The Federal Reserve and other bank regulators are flashing a new warning sign for the U.S. economy: Businesses ravaged by Covid-19 are sitting on $1 trillion of debt and a high percentage of it is at risk of going bust, Bloomberg News reported. Watchdogs flagged 29.2% of complex corporate lending as troubled in 2020, up from 13.5% in 2019, according to a report released yesterday by the Fed and other agencies. Real estate, entertainment, transportation, oil and gas, and retail were cited as particular problem areas. A “disproportionate share” of the riskiest loans were held by nonbanks, such as investment funds that engage in leveraged lending, insurers and pension funds, the regulators added. “While risk has increased, many agent banks have strengthened their risk management systems since the prior downturn and are better equipped to measure and mitigate risks associated with loans in the current environment,” the Fed, Federal Deposit Insurance Corp. and Office of the Comptroller of the Currency said in a statement that accompanied the release of their Shared National Credit Review.

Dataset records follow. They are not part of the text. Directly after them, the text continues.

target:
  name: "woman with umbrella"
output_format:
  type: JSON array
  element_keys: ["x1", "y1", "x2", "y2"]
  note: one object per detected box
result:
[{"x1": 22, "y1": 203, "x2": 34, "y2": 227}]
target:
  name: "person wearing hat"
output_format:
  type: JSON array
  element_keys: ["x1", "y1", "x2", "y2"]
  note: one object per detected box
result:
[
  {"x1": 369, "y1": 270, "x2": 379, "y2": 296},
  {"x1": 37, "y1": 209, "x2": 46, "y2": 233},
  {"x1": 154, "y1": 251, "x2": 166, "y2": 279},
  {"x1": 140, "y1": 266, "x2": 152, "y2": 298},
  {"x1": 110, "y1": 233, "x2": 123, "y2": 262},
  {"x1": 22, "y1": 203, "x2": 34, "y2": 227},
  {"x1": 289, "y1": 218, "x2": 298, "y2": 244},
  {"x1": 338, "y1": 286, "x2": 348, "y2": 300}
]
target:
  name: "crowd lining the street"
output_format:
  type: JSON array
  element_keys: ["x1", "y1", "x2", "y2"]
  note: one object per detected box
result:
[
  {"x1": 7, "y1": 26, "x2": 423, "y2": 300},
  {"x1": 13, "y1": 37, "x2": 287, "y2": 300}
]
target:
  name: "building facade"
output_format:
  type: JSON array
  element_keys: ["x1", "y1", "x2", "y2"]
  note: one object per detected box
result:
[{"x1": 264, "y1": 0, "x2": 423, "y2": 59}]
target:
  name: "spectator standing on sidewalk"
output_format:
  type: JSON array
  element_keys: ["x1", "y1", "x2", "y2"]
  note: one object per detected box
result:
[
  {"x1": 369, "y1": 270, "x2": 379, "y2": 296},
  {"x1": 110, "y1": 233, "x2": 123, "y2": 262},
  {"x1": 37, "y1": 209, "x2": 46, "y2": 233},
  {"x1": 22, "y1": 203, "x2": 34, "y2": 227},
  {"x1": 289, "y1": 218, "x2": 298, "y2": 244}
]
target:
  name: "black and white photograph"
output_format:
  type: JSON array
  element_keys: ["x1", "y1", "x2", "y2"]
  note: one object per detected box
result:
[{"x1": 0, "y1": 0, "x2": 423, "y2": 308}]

Still, banks’ share of the weakest loans has also been rising, with some of their holdings -- particularly those associated with oil and gas -- facing credit downgrades during the pandemic, the report found. Banks’ percentage of borrowings deemed below the standards preferred by regulators increased to 45% from 35% a year earlier. For their report, the Fed and other agencies evaluated $5.1 trillion in complex lending involving multiple firms, with half of it representing leveraged loans. Real estate, entertainment, transportation, oil and gas, and retail represented 21.6% of the lending that the regulators examined. The 29.2% of “non-pass loans” highlighted in the report represent those the agencies categorize as meriting “special mention,” being substandard or at risk of triggering losses for lenders. During the pandemic, the debt load involving leveraged lending -- borrowings by the riskiest companies -- has been on the upswing. In so-called syndicated loans backing U.S. acquisitions, leverage surged to at least a five-year high in the fourth quarter, according to Covenant Review.